Şaşkınlığımı bir kenara attım ve daha fazla orada dikilmeden kapıya yöneldim. Kapıyı onun yaptığı gibi tıklattığımda iki adam kapıyı sonuna kadar açtı.

Ben hayranlıkla etrafı incelerken ayaklarım benden bağımsızca yürüyerek koridorun ortasına geldi.

Geniş bir koridorun sonunda tek bir kapı vardı ve o da benim az önce çıktığım odaydı. Duvarlarda değerlerinin benden daha fazla olduğunu düşündüğüm tablolara bakarken koridorun sonuna gelmiştim bile.

Merdivenden aşağı inince etrafa bakındım. Bu katta sayamayacağım kadar oda vardı ama en dikkatimi çeken merdivenin karşısındaki duvarda olan tek kapıydı. Ağaçtan yapıldığı belli olan kapının üzerinde altından, içi boş bir ters üçgen duruyordu ve üçgenin içinden geçen bir kılıç sembolü vardı.

Kapıya biraz daha yaklaştığımda içeriden sesler geldiğini duydum.
Kapı dinlemek bana göre olmadığı için geri merdivene doğru gittim ve bir aşağı kata indim.

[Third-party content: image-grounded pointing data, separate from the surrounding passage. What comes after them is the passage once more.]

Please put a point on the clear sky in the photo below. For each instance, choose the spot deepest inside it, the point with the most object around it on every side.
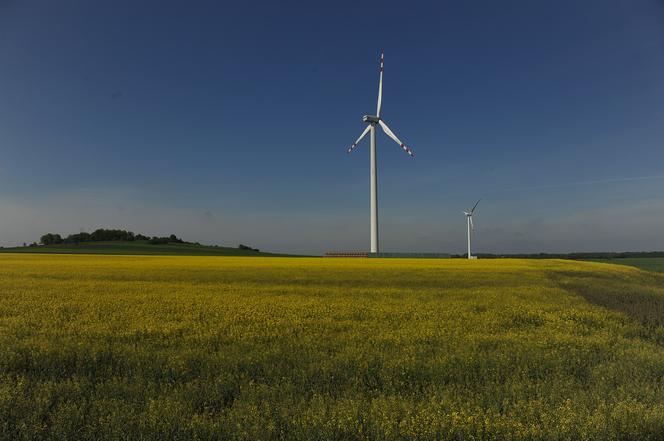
(228, 122)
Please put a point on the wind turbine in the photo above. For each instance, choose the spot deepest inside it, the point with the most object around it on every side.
(371, 122)
(471, 227)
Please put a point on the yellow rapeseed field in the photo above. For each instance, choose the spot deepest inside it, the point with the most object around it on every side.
(170, 347)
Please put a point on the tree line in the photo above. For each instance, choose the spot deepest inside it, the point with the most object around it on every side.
(104, 235)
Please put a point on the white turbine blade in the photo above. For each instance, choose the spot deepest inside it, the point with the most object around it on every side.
(350, 149)
(389, 133)
(478, 201)
(380, 87)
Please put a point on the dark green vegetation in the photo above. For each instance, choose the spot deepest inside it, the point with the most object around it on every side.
(137, 247)
(233, 348)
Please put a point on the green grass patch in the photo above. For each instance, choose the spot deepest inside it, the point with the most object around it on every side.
(646, 263)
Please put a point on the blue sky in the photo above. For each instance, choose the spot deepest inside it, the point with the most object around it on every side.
(228, 122)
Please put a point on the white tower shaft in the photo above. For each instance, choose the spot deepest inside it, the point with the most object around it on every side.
(468, 221)
(374, 192)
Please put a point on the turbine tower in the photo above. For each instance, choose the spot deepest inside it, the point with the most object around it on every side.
(471, 227)
(371, 122)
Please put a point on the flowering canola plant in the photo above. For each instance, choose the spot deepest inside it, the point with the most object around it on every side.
(172, 347)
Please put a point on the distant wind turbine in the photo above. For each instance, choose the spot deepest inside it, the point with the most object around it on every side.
(371, 127)
(471, 227)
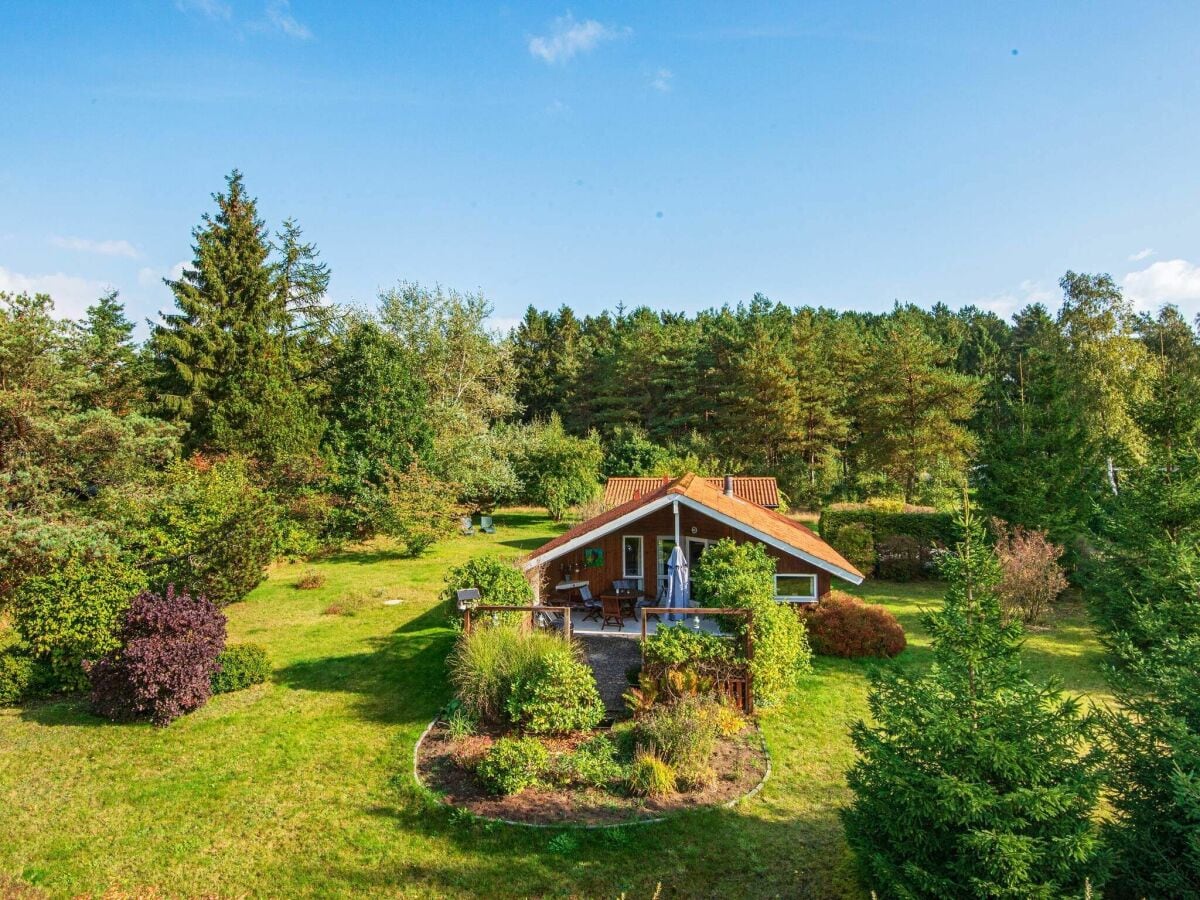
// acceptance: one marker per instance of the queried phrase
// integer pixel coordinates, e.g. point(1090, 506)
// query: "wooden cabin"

Bu katta sadece bir kapı vardı. Kapının önüne geldiğimde içeriden bir sürü kadın sesi geldiğini duydum. Merakla içeri girerken kapının açılma sesiyle bütün kadınlar susmuştu. Bana dönen bakışlarla kendimi açıklama gereği hissettim "şey ben merak etmiştim"

Benim yaşlarımda bir kadın alayla güldü "isminden belliydi ne kadar çirkin olduğu" çoğu kız gülerken bazılarından onu onaylarcasına kelimeler çıkıyordu.

Yavaş adımlarla kızın yanına gittim. Ağzımdan çıkan iğneleyici sözlerle daha da sinirlendi "emin ol benden daha iyi olsaydın mühürlüsü sen olurdun"
iyice sinirlenmiş olmalıki elini bana vurmak için kaldırdı.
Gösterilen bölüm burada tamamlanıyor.